3 cups all-purpose flour
3/4 teaspoon baking powder
1/2 teaspoon salt
1 cup sugar
1 large egg
2 teaspoons pure vanilla extract
1 jar of Damson Plum Jam
Whisk together flour, baking powder, and salt in a large bowl. Beat butter and granulated sugar with a mixer on medium-high speed until pale and fluffy. Beat in egg and vanilla. Reduce speed to low. Add flour mixture, and beat until combined.
Roll the dough into 36 small balls (the easiest way to get this right is to divide the dough into quarters – each quarter then makes 9 balls).

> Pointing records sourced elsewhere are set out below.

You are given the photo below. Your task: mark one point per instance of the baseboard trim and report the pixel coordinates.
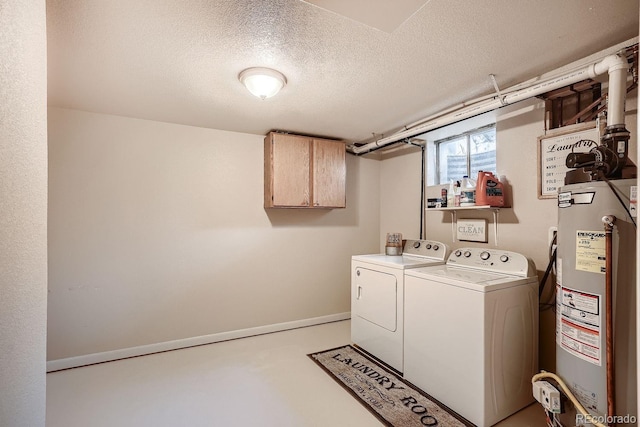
(109, 356)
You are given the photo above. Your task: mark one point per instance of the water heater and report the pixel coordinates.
(581, 301)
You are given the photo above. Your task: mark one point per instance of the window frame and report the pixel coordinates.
(467, 136)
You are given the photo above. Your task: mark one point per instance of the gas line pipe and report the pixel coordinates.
(616, 65)
(608, 221)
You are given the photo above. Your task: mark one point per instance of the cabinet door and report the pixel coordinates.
(329, 174)
(290, 170)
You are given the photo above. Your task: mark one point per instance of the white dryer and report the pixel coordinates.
(471, 332)
(377, 297)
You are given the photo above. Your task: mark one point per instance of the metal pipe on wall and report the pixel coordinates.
(608, 221)
(615, 64)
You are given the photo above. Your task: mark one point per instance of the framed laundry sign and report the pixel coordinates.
(553, 149)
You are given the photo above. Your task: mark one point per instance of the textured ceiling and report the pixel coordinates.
(350, 74)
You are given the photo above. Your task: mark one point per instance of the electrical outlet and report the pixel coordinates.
(548, 396)
(553, 232)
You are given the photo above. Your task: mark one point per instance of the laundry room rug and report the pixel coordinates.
(394, 401)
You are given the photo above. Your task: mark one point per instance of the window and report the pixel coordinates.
(464, 154)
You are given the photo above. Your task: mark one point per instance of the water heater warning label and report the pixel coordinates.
(579, 321)
(590, 251)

Heat oven to 180C/160C fan. Line two baking sheets with baking paper. Squish 2 balls of dough together on the paper, keeping the ‘round’ edges of the balls at the top, but pinching together at the base where they meet, so they make a rough heart shape. Flatten with the palm of your hand to a biscuit, then press in heart-shaped ‘dent’ for the jam – thumbs and fingers are perfect for this. Repeat with remaining dough balls leaving a little space between each finished heart shape for spreading.
Spoon roughly 2-3 tsp of Damson Jam into the thumb-heart dips you have made in each biscuit. Bake for 10-15 mins until pale golden and crisp. Cool on the trays.